This week I had an VM that couldn’t perform an vMotion or a snapshot task. Performing one of these tasks results in an error message as shown in the picture below:
One of the first steps I did was checking the VM log of that particular VM for any errors. This is very simple to do with an SSH session to one of the ESXI hosts. Go inside the VM folder and use this command to check the log for any error events.
less vmware.log | grep error
As you can see there are no useful error messages that could explain the failure of the tasks. What I did as well was checking the log for any snapshot activities:
The funny part is that I can only find snapshot activities that completed successfully. The failed snapshot events are not even being logged in the VMware log.

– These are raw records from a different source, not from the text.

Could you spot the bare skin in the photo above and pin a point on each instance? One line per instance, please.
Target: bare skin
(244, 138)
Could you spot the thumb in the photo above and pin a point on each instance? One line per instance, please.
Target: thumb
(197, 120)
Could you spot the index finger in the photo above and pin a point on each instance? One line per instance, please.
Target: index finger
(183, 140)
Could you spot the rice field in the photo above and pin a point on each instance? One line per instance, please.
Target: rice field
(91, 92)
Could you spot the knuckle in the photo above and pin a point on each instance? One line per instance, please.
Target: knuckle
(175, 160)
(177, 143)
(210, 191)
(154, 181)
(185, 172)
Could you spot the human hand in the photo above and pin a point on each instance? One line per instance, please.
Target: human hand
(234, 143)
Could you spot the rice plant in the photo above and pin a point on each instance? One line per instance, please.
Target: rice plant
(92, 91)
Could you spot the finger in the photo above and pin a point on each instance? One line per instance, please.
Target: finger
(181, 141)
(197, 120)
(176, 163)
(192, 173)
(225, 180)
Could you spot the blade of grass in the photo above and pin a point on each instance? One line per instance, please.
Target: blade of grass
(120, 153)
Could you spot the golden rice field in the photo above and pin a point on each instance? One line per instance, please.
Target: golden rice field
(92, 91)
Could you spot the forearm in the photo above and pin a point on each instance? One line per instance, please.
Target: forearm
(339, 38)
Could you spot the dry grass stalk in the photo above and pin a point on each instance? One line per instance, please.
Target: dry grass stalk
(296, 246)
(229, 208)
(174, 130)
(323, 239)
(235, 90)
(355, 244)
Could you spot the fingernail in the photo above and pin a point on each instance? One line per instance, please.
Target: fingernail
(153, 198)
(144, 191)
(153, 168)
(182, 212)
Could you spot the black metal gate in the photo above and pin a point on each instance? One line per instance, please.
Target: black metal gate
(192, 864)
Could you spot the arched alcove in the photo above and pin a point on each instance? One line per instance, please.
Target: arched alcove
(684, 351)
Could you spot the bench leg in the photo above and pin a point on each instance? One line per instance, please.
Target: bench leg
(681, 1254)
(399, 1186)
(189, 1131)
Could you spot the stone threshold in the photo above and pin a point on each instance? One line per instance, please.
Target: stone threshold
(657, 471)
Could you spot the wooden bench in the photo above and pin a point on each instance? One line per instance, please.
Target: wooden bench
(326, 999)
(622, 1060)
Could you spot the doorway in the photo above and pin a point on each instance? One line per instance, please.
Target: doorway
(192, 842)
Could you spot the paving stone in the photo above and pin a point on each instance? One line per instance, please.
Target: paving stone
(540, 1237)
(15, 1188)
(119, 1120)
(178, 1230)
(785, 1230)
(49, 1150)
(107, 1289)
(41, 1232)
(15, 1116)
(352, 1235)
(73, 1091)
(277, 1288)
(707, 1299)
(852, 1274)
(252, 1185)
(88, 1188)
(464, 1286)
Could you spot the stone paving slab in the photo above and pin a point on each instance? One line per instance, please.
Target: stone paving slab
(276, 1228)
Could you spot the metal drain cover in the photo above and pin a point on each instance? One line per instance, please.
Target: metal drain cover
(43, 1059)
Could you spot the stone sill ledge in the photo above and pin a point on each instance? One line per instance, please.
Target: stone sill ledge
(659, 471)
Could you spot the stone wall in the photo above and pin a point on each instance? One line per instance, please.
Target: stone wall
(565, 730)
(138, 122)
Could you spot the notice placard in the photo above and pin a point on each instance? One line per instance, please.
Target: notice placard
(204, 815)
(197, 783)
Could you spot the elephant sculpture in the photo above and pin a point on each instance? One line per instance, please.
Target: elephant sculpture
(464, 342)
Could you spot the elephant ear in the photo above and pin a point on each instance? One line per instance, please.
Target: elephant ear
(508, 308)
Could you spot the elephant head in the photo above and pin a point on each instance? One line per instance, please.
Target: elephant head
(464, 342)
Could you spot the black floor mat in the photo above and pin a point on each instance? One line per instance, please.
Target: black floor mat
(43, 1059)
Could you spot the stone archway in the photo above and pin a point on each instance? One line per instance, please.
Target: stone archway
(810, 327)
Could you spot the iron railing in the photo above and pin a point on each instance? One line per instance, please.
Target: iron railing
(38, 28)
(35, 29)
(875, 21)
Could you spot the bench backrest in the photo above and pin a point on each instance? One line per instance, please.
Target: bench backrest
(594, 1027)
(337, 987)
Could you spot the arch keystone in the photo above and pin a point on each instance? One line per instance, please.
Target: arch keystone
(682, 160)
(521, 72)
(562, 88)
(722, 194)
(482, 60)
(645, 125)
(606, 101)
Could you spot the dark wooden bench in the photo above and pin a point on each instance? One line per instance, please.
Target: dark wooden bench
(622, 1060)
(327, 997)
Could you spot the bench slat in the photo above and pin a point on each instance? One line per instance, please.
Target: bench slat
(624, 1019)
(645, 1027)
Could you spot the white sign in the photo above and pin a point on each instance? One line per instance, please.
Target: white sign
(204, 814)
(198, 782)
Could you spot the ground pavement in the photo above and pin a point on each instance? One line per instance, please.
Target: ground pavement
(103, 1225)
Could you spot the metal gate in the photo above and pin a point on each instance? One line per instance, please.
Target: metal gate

Let’s have a look in the hostd log with an filter on the VM name to see if we can find any useful log entries. We can do that with the next command:
less /var/log/hostd.log | grep VMName
The resolution for this is to restart the management services on the host where the VM resides in. There is an knowledge base article available from VMware: url.
According to the knowledge base article from VMware, we need to restart the management services. The hostd and vpxa services need to be restarted in an SSH or console session. Restarting the management services will not cause any downtime for the running VMs according to the knowledge base article. In our environment, there are sufficient resources, we will migrate all the VMs (except of the problem VM) off the host by using affinity rules. This will lower the risk off any issues that may arise.
Create one VM affinity group and select ALL VMs and exclude the problem VM. Create an Host affinity group and select only the problem host (the one that host the problem VM). Now we can create an anti-affinity rule with the two created affinity groups to make sure that only the problem VM will run in the host. Select the Should not run on hosts in group in the specification of the rule.
We are now ready to restart the services on the problem host. The issue was happening in a vCD enabled environment and I haven’t ever restarted the management services in this type of environment. I can confirm to you guys that it is possible, vCD is just an orchestration tool on top of the vSphere environment. Run the next command to restart the management services:
Restarting the management services fixed the failed vMotion and snapshot tasks.
Remove the newly created affinity rule and groups to put the host back in production.